FSD Kenya, which aims to create value through financial inclusion, have just released their 2017 Annual Report which contains findings from ongoing research projects around Kenya.  

Some excerpts 

  • The unregulated digital credit space in Kenya, mainly phone loans, has overtaken other forms of credit in the country with 19% paying digital loans, much more than 17% repaying family/friends or 14% paying shopkeepers for goods taken on credit. 
  • 45% of borrowers through mobile phones are now female. Usage has shifted from day-to-day to investing in businesses, but 14% (900,000 individuals) are juggling multiple loans, and half have defaulted or delayed loan repayment.
  • Tweaking Agri-Finance: There is lack of access to credit for agriculture which receives just 4% of banking credit. This could be partly due to lack of data so they are partnering with M-Kopa Labs to research other models. Hall of M-Kopa customers make money from agriculture and buy solar products so the research aims to see of if the pay-as-you-go model can be applied to other products like farm inputs, water tanks, fertilizer, animal feed etc.
  • Youth Finance products: 40% of the population is under 15 years but youth are underserved by the banking sector. They see money as a means of survival and savings as being for buying something not long-term or unanticipated needs. There is a lack of appropriate financial products for the youth, and this could be because older adults are the ones developing financial solution for the youth. One outcome of this research, funded by SIDA and the Bill and Melinda Gates Foundation could be a new class of lending to the youth, a development by FSD Kenya and the Kenya Bankers Association. 

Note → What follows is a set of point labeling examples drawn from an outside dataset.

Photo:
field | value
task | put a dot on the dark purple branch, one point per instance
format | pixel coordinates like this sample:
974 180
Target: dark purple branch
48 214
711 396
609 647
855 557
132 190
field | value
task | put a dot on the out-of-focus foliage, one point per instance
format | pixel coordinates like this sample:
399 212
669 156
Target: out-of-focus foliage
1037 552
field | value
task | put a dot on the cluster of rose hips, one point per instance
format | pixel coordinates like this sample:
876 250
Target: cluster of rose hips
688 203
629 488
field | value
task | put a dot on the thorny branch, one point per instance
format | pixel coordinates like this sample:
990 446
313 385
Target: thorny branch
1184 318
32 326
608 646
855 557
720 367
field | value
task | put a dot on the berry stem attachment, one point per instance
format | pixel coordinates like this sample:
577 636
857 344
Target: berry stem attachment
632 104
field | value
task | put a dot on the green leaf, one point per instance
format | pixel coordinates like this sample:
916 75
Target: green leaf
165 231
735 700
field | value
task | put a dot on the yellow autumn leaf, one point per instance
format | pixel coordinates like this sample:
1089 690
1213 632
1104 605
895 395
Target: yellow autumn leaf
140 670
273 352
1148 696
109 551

  • They are also involved in the Kenya Hunger Safety Net program in which the government transfers Kshs 20 billion ($200 million) a year to people over 70 years.
  • Visiting economist John Kay gave a lecture where he advised that Kenya should develop local financial solutions and not adopt western financial models.
  • Smartphone uptake is still low, but USSD is how Kenyans can access robust banking services with cheap handsets.